Rheinische Post – Stadtteilausgabe Duesseldorf-Mitte/West - - STADTTEILE -

(wuk) Drei Jah­re Haft hat das Amts­ge­richt ge­gen ei­nen 23-jäh­ri­gen Se­ri­en­be­trü­ger ver­hängt. Bei dem ge­lern­ten Fit­ness-Trai­ner, der 2016 zu­letzt als Piz­za­fah­rer ge­jobbt hat­te, wa­ren vor ei­nem knap­pen Jahr 27 ge­fälsch­te deut­sche Päs­se und Aus­wei­se, aber auch fal­sche Pa­pie­re aus Frank­reich, En­g­land, Ir­land und den Nie­der­lan­den auf di­ver­se Na­men ent­deckt wor­den. Laut Ge­ständ­nis hat­te er un­ter wech­seln­den Vor­na­men wie Wil­li­am, Ge­or­ge oder And­rew rei­hen­wei­se Kon­ten er­öff­net, mit den zu­ge­hö­ri­gen Kre­dit­kar­ten dann in ei­nem Mö­bel­haus und bei ei­nem Elek­tro­markt Wa­ren im Ge­samt­wert von 13.000 Eu­ro er­gau­nert. So­gar ei­nen Miet­ver­trag für ei­ne Woh­nung ha­be er mit ge­fälsch­ten Be­schei­ni­gun­gen ab­ge­schlos­sen.
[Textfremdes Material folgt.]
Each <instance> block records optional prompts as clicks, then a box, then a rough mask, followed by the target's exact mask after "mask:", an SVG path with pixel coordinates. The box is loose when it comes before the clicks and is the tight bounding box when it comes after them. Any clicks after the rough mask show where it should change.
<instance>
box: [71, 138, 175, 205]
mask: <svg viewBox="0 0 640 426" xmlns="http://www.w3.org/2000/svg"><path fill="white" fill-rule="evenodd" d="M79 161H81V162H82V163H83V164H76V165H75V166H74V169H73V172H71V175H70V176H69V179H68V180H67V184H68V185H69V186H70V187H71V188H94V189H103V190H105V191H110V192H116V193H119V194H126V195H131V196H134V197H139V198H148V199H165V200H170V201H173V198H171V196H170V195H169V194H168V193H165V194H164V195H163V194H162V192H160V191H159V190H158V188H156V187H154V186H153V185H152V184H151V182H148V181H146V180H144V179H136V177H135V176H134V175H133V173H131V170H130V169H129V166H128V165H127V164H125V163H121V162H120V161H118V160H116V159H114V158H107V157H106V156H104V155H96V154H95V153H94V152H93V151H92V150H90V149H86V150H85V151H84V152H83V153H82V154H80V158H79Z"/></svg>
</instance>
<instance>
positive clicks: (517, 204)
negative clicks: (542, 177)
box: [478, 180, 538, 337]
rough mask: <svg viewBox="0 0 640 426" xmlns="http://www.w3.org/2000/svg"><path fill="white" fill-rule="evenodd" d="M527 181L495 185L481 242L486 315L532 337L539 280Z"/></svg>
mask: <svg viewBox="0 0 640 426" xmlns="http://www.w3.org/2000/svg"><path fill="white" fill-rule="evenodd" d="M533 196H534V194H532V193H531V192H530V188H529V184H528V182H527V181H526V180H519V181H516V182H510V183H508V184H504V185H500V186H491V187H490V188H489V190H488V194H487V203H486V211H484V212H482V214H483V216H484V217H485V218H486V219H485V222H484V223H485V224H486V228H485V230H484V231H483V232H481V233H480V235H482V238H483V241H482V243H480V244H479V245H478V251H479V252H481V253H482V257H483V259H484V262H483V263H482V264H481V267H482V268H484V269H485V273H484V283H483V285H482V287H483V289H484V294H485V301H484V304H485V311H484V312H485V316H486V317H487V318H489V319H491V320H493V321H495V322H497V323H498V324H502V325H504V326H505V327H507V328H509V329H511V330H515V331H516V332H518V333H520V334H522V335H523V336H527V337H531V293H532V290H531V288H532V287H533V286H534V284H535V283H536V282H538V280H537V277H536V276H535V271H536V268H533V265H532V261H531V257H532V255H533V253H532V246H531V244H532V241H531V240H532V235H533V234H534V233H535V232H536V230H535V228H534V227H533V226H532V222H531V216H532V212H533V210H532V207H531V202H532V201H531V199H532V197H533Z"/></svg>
Be­son­ders in Er­in­ne­rung blei­ben wird der 23-Jäh­ri­ge je­doch ei­ner flüch­ti­gen Be­kann­ten. Bei ihr hat­te er sich, wie er eben­falls ein­räum­te, als US-Ge­ne­ral aus­ge­ge­ben und be­haup­tet, er ha­be bei ei­nem Af­gha­nis­tan-Ein­satz rund fünf Mil­lio­nen USDol­lar er­beu­tet – und brau­che zur Trans­ak­ti­on der Mil­lio­nen­sum­me kurz­fris­tig 20.000 Eu­ro. Die Frau hat­te ihm die­sen Be­trag dar­auf­hin auf ei­nes sei­ner Kon­ten über­wie­sen, wo es vom An­ge­klag­ten so­fort ab­ge­holt wur­de. Als er aber er­neut ver­such­te, die Frau zu ei­ner Über­wei­sung zu brin­gen, ver­wei­ger­te die Geld­ge­be­rin je­de wei­te­re Zah­lung.

Nach dem um­fas­sen­den Ge­ständ­nis des An­ge­klag­ten hielt das Schöf­fen­ge­richt ei­ne drei­jäh­ri­ge Haft­stra­fe für an­ge­mes­sen.